Kirsten and I drove to a place where we could pull off the road, got out, and walked up into the woods. We didn’t go far, maybe 30 to 50 yards.
The forest was comprised of large rocks that looked volcanic in nature, a number of low lying junipers, the occasional spruce, and a whole lot of aspens. Since there weren’t any hiking trails and I wasn’t prepared for a long hike anyhow, I found a nice rock to sit among the trees and enjoyed the moment.
Closing my eyes on occasion, I listened to the wind rustle the leaves sounding like ocean waves coming to shore, some stronger, some weaker, and heavily present in the woods were the songs of birds, all which made it easy to forgive the occasional sound of a vehicle passing by. With clear blue mountain sky and warm morning sun, all around were the white trunks of the aspen, like cathedral pillars, a kind of secluded sanctuary here in the mountains. Had I the time, I would have loved to simply lay on my back and watch the leaves twist and turn on the towering limbs above.
I eventually got back up, walked to the car and we left. We noticed there were no signs indicating the Pando Forest; only that there was a fenced off area with a sign that said “Aspen Regeneration Area.” I read these areas allow the aspens to grow as deer sometimes take a toll on the young shoots. I assume the lack of signage is because the United State Forestry Division doesn’t want people to know where the Pando Forest is located because some people like to destroy such things. It is no surprise the location of the oldest tree in the world is a heavily guarded secret.

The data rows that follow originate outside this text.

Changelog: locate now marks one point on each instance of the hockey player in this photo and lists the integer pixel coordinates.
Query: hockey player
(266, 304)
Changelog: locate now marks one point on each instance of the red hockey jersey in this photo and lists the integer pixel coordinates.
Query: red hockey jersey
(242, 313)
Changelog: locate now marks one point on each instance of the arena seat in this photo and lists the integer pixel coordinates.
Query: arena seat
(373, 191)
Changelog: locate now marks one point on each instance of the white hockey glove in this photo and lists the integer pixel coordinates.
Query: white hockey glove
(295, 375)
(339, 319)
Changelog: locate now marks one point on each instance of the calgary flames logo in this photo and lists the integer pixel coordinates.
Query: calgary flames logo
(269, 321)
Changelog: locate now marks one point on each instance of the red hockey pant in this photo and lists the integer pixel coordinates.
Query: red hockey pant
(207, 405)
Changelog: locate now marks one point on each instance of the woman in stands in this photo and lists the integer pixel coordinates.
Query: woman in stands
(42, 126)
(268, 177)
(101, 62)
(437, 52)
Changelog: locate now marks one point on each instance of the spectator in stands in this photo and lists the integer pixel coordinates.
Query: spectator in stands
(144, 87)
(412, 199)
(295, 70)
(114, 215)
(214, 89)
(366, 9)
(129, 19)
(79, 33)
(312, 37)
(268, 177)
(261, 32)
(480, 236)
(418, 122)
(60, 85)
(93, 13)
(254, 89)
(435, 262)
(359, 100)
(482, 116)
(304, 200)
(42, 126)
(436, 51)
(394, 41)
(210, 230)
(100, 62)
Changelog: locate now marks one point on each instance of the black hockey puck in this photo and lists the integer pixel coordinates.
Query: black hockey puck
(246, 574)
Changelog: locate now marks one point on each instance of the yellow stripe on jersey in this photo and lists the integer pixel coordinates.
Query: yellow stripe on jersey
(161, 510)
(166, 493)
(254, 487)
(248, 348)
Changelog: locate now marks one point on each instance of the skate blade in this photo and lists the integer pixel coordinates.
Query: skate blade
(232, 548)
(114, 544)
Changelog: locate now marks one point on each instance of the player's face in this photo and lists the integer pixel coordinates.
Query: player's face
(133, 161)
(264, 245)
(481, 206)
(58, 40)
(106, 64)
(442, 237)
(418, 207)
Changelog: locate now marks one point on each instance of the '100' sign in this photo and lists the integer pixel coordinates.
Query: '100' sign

I wanted to see Pando because I wanted to connect with something really old and see what it might feel like to be a part of another organism. I thought I was somewhat like a flea on a rabbit. Does the flea know he is on a rabbit though? Again, Pando is more of an idea than observed reality. I guess you could argue that we interact on a daily basis with something really old – the earth. But nonetheless, it was a really special experience, if for nothing more being so completely surrounded by the beautiful white trunks and spinning leaves of the aspens.